Après avoir planté plus de 300 buts sur l'ensemble de sa carrière, Hernán Crespo a raccroché les crampons en 2012. Depuis l'été 2015, il est désormais entraîneur, à Modène, en Serie B italienne. L'occasion de faire le point sur sa carrière de joueur, où l'on croise Batistuta, Veron, Ortega, Cassano, Nesta, Terry ou encore Baresi.

Il fait -4 degrés à Modena, mais plusieurs personnes se rendent à côté du stade Alberto Braglia pour assister à l'entraînement de l'équipe locale. Le ciel bleu et le soleil aident à supporter la température rude de la journée, même s'il est 11h du matin. Une heure avant, Hernán Crespo, actuel entraîneur de Modena, mais surtout ancien attaquant de River Plate, Parme, la Lazio, l'Inter, le Milan, Chelsea et le Genoa, réfléchit sur sa carrière, vingt ans après son arrivée en Italie. L'Italie, définitivement sa terre d'accueil...

Qu'est-ce que fait un Argentin ici, dans le Nord de l'Italie ? C'est vrai ça, qu'est-ce que peut bien faire un Argentin ici, depuis si longtemps ? (rires) Je suis arrivé en 1996, et petit à petit, j'ai commencé à m'adapter à la culture et à la mentalité italienne. C'est quelque chose qui m'attirait, que j'aimais bien et où je me sentais très à l'aise. Et maintenant que je ne joue plus, j'ai au moins la satisfaction que tout le monde en Italie me reconnaisse pour les choses que j'ai bien faites en tant que footballeur.

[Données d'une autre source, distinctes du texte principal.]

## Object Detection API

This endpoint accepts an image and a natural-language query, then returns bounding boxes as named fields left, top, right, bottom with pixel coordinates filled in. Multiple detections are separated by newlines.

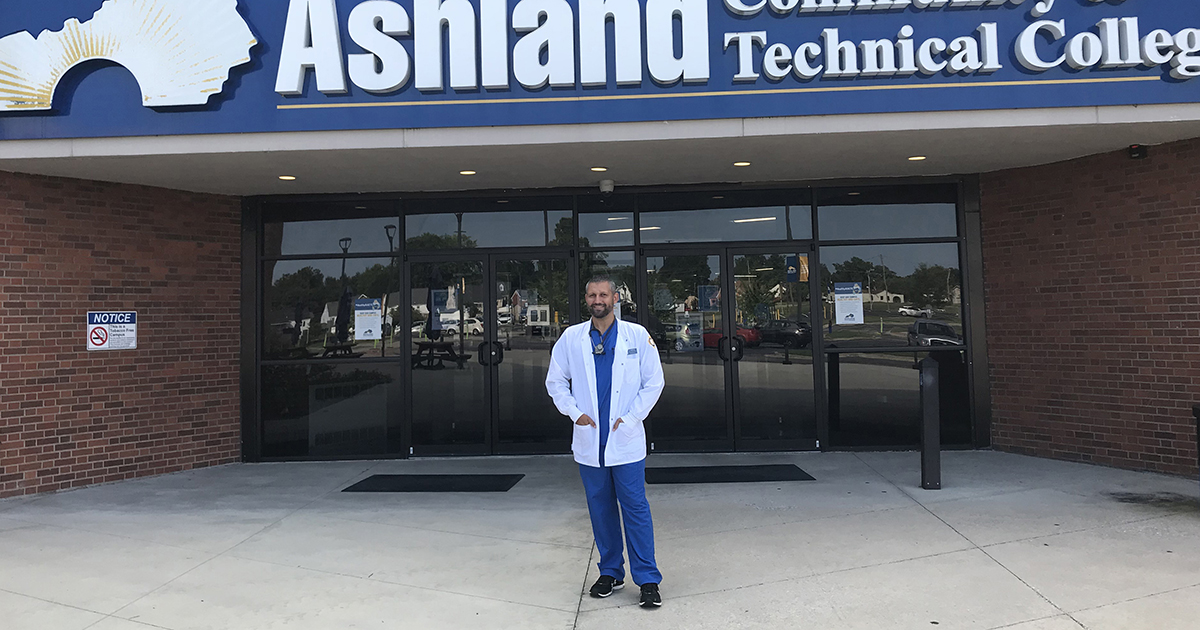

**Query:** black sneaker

left=590, top=575, right=625, bottom=598
left=641, top=584, right=662, bottom=608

Au fait, la culture italienne et la culture argentine ont plusieurs points communs… Oui, tout à fait. Quand je suis arrivé ici, j'ai vu des choses qui malheureusement étaient en train de se perdre en Argentine.

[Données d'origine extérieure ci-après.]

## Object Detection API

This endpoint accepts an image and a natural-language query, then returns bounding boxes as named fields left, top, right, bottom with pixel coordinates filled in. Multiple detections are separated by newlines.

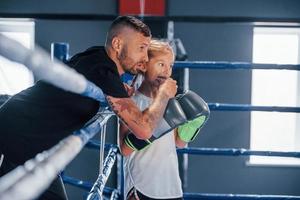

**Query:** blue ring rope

left=61, top=175, right=114, bottom=195
left=174, top=61, right=300, bottom=71
left=87, top=140, right=300, bottom=158
left=183, top=193, right=300, bottom=200
left=208, top=103, right=300, bottom=113
left=177, top=147, right=300, bottom=158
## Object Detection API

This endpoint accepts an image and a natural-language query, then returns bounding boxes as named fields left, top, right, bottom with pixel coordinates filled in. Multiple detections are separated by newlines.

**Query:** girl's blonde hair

left=148, top=39, right=175, bottom=60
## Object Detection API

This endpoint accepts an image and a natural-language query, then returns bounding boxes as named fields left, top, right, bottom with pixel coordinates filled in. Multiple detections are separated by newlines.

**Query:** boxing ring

left=0, top=34, right=300, bottom=200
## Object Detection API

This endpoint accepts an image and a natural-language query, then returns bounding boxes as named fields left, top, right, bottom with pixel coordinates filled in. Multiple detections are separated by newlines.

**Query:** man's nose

left=164, top=67, right=172, bottom=77
left=143, top=53, right=149, bottom=63
left=138, top=62, right=146, bottom=72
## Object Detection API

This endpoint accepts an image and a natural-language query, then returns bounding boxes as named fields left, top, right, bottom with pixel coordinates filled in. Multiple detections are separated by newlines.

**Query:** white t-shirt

left=124, top=91, right=182, bottom=199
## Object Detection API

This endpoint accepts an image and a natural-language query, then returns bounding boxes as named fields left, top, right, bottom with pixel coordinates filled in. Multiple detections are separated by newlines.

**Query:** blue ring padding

left=183, top=193, right=300, bottom=200
left=85, top=140, right=118, bottom=151
left=177, top=147, right=300, bottom=158
left=208, top=103, right=300, bottom=113
left=73, top=120, right=102, bottom=145
left=61, top=175, right=114, bottom=195
left=174, top=61, right=300, bottom=71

Comme quoi par exemple ? En Argentine, parfois, tu signais un contrat et finalement tu ne touchais que 25% de la somme convenue, les gens ne respectaient pas leurs engagements.Mes parents m'ont toujours appris la valeur des mots, d'un contrat signé. En Argentine, parfois, tu signais un contrat et finalement tu ne touchais que 25% de la somme convenue, les gens ne respectaient pas leurs engagements, etc. Quand j'arrive en Italie, je découvre la régularité des paiements, l'ordre quoi. J'avais pensé qu'avec le temps, l'Argentine pouvait s'approcher de ce qu'était l'Italie, mais finalement, il s'est passé le contraire (rires). Aujourd'hui, la situation en Italie est terrible, et ça fait mal.

Tu parles de l'échec de Parme ? Oui, je souffre beaucoup de cette situation. Quand j'entraînais l'équipe B, j'avais vu qu'il y avait des difficultés, mais…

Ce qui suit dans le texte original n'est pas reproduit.